Monday, May 19, 2014

The Miniaturist by Jessie Burton (2014)



It's 1686 and 18-year-old Petronella Brandt (nee Oortman) has arrived in Amsterdam to join her new rich merchant husband Johannes. Nella's father recently died, leaving her family penniless and her with no options but to marry to survive. The marriage was arranged by Nella's mother and Johannes' sister Marin and Nella knows little of her husband or the life she is to live away from her family.

As days pass, Nella is lost and lonely in her new environment. Her sister-in-law Marin is cold and unfriendly, outwardly pious and self-flagellating but behind closed doors revelling in luxury. Johanne's manservant Otto is the first black man Nella has ever seen and she is fascinated by the sight of him and the colour of his skin. The maid Cordelia is irreverent and familiar like no servant Nella has ever known. Johannes is often absent and when he is in the house, distant and distracted. Nella waits night after night for the marital visit from him that she both dreads and looks forward to, but morning after morning she wakes alone. After two weeks of overhearing heated whispered conversations that she doesn't understand, Johanne arrives home with a wedding gift for Nella: a perfect miniature replica of their house. She writes to a miniaturist requesting items to fill it and, in doing so, inspires change within the house, for the miniatures that arrive demonstrate a knowledge of the events within the Brandt household that is both chilling and, for Nella, entrancing.
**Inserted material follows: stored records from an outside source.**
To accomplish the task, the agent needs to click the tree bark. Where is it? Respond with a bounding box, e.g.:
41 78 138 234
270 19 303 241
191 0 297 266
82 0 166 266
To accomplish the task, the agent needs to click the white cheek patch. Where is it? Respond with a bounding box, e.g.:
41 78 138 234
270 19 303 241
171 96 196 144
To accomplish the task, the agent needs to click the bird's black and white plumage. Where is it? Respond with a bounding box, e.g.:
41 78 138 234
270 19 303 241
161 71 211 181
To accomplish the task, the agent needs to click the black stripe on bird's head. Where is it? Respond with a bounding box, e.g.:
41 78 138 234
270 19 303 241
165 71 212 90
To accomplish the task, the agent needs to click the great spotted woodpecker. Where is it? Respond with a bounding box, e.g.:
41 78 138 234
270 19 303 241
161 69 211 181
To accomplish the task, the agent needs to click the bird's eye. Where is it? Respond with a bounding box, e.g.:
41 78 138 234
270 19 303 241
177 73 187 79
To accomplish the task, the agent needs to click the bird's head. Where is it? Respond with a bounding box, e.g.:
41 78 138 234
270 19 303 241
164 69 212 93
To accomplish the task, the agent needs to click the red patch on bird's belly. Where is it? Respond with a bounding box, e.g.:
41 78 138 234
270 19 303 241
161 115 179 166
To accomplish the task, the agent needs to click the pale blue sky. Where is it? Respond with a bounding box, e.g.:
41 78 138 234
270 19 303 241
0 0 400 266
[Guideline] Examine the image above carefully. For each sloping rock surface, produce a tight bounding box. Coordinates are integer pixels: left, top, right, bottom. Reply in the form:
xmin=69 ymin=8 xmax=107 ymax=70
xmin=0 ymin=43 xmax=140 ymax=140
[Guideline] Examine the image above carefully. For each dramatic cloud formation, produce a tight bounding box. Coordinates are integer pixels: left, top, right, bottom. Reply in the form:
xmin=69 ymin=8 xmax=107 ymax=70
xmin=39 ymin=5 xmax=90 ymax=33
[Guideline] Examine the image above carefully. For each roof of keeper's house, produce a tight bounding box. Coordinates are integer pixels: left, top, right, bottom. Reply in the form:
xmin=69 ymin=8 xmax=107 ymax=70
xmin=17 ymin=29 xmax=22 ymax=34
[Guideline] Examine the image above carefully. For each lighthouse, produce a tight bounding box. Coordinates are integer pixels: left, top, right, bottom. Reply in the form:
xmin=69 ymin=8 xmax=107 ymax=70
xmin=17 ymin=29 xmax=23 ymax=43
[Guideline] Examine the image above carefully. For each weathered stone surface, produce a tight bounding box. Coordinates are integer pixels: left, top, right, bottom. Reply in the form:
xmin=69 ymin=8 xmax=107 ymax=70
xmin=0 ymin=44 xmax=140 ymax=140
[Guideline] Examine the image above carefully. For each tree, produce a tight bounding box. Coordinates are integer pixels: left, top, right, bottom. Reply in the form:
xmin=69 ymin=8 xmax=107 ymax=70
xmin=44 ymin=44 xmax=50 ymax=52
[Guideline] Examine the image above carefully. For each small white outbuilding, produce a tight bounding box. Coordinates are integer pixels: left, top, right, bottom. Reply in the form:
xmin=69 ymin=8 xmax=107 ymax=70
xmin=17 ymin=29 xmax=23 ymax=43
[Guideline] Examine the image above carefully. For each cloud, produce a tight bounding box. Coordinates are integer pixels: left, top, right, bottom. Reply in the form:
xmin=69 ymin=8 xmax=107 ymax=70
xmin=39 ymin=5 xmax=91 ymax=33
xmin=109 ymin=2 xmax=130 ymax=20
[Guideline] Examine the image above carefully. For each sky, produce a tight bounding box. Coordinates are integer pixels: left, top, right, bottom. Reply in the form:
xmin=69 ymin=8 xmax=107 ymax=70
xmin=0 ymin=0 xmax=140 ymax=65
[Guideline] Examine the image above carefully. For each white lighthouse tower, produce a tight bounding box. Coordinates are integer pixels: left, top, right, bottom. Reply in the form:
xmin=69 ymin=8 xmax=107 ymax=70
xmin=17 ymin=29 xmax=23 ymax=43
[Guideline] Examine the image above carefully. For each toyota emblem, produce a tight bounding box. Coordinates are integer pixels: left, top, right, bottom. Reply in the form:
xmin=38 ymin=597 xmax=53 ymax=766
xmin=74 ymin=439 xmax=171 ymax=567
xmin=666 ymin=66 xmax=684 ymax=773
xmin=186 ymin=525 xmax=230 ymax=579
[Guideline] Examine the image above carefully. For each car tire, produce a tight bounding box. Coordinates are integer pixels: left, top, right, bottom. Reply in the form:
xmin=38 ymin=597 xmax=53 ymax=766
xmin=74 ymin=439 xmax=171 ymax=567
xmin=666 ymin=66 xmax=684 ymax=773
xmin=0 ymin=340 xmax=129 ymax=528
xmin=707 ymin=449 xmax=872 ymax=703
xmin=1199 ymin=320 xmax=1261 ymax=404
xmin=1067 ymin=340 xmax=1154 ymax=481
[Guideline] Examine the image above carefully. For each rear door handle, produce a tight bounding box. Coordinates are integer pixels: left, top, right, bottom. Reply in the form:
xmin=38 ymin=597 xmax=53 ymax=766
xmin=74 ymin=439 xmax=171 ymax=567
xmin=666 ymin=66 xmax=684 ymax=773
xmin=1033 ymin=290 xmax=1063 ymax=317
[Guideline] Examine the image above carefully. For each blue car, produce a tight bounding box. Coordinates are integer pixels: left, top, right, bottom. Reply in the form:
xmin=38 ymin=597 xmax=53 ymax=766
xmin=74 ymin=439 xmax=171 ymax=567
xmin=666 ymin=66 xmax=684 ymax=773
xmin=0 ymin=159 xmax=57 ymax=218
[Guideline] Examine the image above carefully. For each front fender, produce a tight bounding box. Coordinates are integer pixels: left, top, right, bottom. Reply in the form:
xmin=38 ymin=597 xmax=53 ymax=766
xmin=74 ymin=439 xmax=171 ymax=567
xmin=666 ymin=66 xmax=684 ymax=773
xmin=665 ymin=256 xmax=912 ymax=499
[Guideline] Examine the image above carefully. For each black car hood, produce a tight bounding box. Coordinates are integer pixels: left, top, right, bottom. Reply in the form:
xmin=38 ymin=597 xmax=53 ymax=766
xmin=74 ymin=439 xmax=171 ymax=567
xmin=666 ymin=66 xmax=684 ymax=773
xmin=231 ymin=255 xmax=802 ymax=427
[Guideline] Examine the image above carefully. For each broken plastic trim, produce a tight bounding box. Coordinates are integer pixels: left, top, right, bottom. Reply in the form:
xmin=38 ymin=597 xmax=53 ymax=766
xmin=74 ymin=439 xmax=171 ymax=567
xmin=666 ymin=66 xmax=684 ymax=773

At its centre, this is a novel about women and the limits that are placed on them by society. Each of the three women who live in this house - Nella, Marin and Cordelia - are restricted in terms of their labour and the value its placed on it. Nella questions whether it is possible to be a real woman without bearing children while Marin sees marriage as a prison without escape. For Cordelia, being saved from an orphanage means constant backbreaking labour, where even "days off" involve cooking for the household. Beyond these three women dances the figure of eponymous Miniaturist: a female artisan working at a time where it is forbidden to apprentice women who lives alone in a city where the only women who do so are whores and widows.

The historical detail in this book is fascinating. It does start off quite slowly but once the miniatures start appearing, the narrative really starts to move. It opens a window to another time and place, which is what good novels should do. Three and a half stars.